Mr. Hamilton of the Centers for Medicare & Medicaid Services says his agency doesn't think existing rules "represent any serious barriers" to the Green House model. He added that he wants to "maintain open lines of communication" to any parties who believe that a regulation is a barrier.

These operators may be the exception. According to Susan Reinhard, who heads the AARP's Public Policy Institute, some nursing-home owners aren't eager to switch horses. "You have owners who have their personal wealth invested in a model that was requested by society way back," she says.
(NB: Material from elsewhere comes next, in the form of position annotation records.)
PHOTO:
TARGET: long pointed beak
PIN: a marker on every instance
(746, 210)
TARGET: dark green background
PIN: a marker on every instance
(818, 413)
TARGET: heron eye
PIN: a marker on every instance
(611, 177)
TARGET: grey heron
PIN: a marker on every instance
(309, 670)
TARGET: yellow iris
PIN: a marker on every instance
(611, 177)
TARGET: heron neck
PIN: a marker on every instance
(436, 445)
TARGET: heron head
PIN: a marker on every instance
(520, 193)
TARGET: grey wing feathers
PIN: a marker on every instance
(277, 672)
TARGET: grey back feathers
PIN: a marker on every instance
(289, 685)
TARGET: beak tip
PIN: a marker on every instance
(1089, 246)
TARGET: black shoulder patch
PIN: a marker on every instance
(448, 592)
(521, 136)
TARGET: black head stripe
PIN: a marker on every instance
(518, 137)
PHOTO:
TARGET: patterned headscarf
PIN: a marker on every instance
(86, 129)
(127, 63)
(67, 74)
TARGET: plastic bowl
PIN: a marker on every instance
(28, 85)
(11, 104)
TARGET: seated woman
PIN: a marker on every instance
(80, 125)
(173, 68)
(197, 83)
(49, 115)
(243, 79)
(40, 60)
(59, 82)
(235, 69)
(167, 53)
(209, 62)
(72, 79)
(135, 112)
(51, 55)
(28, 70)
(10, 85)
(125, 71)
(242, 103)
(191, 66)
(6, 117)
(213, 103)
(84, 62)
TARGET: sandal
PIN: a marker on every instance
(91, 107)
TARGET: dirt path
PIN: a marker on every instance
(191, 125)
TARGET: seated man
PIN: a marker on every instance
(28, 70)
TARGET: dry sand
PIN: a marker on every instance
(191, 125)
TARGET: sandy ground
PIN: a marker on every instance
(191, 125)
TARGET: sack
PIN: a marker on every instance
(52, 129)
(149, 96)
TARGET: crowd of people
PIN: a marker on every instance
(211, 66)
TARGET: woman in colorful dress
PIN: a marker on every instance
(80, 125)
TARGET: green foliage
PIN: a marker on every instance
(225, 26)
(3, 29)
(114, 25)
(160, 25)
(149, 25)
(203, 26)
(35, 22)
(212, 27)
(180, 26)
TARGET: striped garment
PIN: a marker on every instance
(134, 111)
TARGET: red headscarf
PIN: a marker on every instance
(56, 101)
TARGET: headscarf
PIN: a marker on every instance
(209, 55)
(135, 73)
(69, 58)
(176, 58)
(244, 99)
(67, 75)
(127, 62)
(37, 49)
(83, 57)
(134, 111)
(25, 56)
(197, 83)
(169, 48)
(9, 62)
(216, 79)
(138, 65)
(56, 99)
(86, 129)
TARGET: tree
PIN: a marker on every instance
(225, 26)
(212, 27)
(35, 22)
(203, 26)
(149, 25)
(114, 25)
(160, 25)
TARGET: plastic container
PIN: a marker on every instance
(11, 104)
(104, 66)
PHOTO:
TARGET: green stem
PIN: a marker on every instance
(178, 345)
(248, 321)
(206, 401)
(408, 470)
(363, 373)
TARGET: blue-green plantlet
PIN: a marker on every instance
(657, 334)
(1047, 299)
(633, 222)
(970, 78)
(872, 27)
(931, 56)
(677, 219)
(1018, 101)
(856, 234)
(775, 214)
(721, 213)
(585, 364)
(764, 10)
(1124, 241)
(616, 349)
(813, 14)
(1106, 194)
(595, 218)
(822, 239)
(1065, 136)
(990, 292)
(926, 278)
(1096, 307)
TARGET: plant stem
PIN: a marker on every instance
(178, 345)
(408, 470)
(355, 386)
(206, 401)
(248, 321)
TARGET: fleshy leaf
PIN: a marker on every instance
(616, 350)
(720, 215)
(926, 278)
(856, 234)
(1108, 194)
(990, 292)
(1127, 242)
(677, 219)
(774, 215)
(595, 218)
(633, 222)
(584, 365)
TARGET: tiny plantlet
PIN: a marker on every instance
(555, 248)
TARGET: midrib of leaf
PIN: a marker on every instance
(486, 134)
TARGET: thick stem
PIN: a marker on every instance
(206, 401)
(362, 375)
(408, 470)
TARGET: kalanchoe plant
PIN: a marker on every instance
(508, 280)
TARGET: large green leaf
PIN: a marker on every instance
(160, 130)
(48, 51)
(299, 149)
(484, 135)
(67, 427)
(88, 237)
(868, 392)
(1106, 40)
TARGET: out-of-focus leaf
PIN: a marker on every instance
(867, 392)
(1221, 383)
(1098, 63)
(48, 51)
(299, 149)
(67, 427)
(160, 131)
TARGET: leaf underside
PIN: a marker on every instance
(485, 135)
"There are providers who don't want to change because of the capital investment they've made," adds Larry Minnix, CEO of the American Association of Homes and Services for the Aging, which represents not-for-profits. But he says they need to. "Forty years ago, the paradigm was the 'minihospital' and that is what became the modern American nursing home," Mr. Minnix says. "That is not what is needed now." Ms. Feeney of the American Health Care Association says the group is supportive of Green Houses.

Perhaps the most significant hurdle to Green Houses is the perception that they are too expensive. "The biggest criticism I hear is, 'How do you make it work financially?'" says Mr. Minnix, whose association represents not-for-profit nursing homes as well as assisted-living and retirement communities.

Jeffrey Shireman, president of the not-for-profit Lebanon Valley Brethren Home in Palmyra, Pa., says he worked with Pennsylvania's Health Department to build Green Houses at a cost of $1.7 million a piece with open kitchens, comfortable couches and electric fireplaces (real fireplaces are a regulatory obstacle). "If I could afford to, I would abandon the other institutional units and build more Green Houses," says Mr. Shireman, who says his institution floated a bond issue and launched a capital campaign to fund construction of the Green Houses.

Michael Martin, vice president of Riverside Health System, which owns several traditional nursing homes as well as assisted living and other forms of elder care, says he was hoping to build some Green Houses and move 120 patients out of the traditional nursing-home beds his not-for-profit operates in Newport News, Va. He says the company even purchased land in nearby Williamsburg. But after intensive study, Mr. Martin says he concluded that Green Houses simply couldn't work financially.

Green Houses "will absolutely provide a quality of life unsurpassed," Mr. Martin says, but "they don't work financially without subsidy."

Others disagree. Robert Jenkens, who is spearheading the Green House project at NCB Capital for Robert Wood Johnson, says that some not-for-profits and at least one for-profit believe the model to be financially viable. St. John's Lutheran Ministries in Billings, Mont., operates both a nursing home and some Green Houses. In an internal review, officials found that it cost $192 a day to care for a resident in the traditional nursing home versus $150 a day in their Green Houses.

While building costs were high, Vice President David Trost says the Green House model also has cost savings. "We no longer have to take a resident 200 feet to the dining room -- we only have to take them 20 feet, and that is significant," he says.

Robert Wood Johnson executives say financial sustainability is a question they're scrutinizing intently. Based on this "first round" of Green Houses, they believe that it is financially doable, but they are rigorously testing the model and developing software that should help providers determine whether they can handle Green Houses financially.

Dr. Thomas says comparing Green Houses with nursing homes is an "apples-to-oranges comparison." "Green House belongs to the tradition of finding the better product, of building the better mousetrap," he says.